Role of triple ion formation in the acid–base reaction between tropolone and triethylamine in acetonitrile

Abstract

The acceleration of the proton-transfer reaction between tropolone (2-hydroxycyclohepta-2,4,6-trien-1-one) and triethylamine by the addition of various salts in acetonitrile was examined by UV–VIS spectroscopy. The addition of lithium perchlorate to the tropolone–triethylamine solution caused the formation of a cationic ‘triple ion’, C₇H₅O₂^–(Li⁺)₂(λ_max= 393 nm): C₇H₅O₂H–NEt₃+ 2 Li⁺⇄ C₇H₅O₂^–(Li⁺)₂+ Et₃NH⁺; the ‘free’ tropolonate ion (Bu₄NC₇H₅O₂) gave a band at 414 nm in acetonitrile. The effects of Na⁺ on the reaction were much smaller than those of Li⁺. Alkaline-earth metal ions (M²⁺= Mg²⁺, Ca²⁺, Sr²⁺ and Ba²⁺) promoted the deprotonation of tropolone by forming the species C₇H₅O₂^–(M²⁺).
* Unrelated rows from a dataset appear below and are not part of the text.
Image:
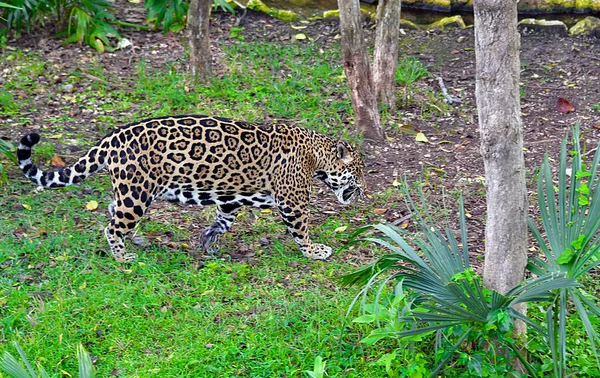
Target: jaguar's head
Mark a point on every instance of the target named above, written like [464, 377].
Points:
[345, 175]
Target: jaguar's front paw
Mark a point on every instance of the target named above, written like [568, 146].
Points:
[208, 240]
[317, 252]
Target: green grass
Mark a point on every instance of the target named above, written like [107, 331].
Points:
[163, 315]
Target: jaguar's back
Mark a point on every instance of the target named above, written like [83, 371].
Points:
[210, 160]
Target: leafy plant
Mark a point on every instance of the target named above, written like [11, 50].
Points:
[452, 300]
[83, 21]
[224, 5]
[89, 23]
[170, 13]
[6, 149]
[14, 369]
[570, 244]
[410, 70]
[318, 369]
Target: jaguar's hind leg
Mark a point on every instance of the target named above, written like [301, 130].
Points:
[296, 220]
[223, 221]
[125, 214]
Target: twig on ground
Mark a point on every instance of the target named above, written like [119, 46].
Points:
[450, 99]
[94, 78]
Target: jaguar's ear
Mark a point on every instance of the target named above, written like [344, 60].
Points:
[343, 151]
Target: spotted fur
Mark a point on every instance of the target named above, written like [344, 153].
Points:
[211, 161]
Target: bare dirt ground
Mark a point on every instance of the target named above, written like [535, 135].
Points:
[553, 67]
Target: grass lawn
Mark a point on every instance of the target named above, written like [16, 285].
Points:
[166, 315]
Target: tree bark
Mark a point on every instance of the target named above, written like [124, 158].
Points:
[358, 71]
[498, 105]
[385, 60]
[198, 23]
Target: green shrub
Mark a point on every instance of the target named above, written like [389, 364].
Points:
[452, 301]
[410, 70]
[570, 244]
[82, 21]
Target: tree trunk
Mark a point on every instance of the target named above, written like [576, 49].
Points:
[385, 61]
[358, 71]
[498, 105]
[198, 23]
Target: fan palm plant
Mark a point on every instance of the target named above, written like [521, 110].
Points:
[14, 369]
[570, 241]
[452, 300]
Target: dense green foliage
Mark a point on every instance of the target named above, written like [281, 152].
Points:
[87, 21]
[436, 290]
[91, 22]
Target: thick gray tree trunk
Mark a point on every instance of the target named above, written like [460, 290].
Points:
[498, 105]
[358, 71]
[198, 23]
[385, 60]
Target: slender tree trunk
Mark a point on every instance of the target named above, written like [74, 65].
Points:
[198, 23]
[385, 59]
[358, 71]
[498, 104]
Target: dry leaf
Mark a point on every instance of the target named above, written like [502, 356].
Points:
[57, 161]
[92, 205]
[420, 137]
[564, 106]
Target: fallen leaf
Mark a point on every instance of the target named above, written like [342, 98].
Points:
[57, 161]
[340, 229]
[420, 137]
[92, 205]
[564, 106]
[408, 129]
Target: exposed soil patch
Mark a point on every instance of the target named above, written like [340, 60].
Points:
[553, 67]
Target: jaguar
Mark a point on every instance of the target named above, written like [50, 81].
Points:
[207, 160]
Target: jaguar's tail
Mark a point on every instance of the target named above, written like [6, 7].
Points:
[91, 163]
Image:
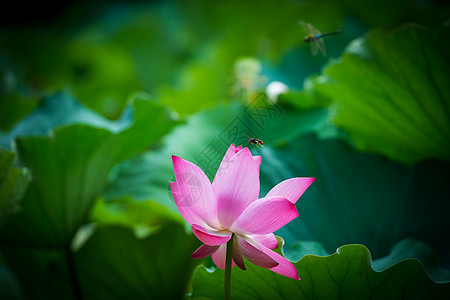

On the other hand, the addition of Et₄NCl to the tropolone–triethylamine mixture produced the ‘free’ tropolonate ion (λ_max= 414 nm): C₇H₅O₂H–NEt₃+ 2 Cl^–⇄ C₇H₅O₂^–+ Et₃NH⁺(Cl^–)₂. The decrease in the amount of C₇H₅O₂^– formed with Et₄NBr or Et₄Nl was attributed to a decrease in the formation constants of the anionic ‘triple ions’[Et₃NH⁺+ 2 X^–⇄ Et₃NH⁺(X^–)₂]. Thus, ‘the salt effects’ upon the deprotonation of the weak acid by the amine were explained quantitatively by the ‘coordination’ reactions and not merely by ion-pair exchange reactions.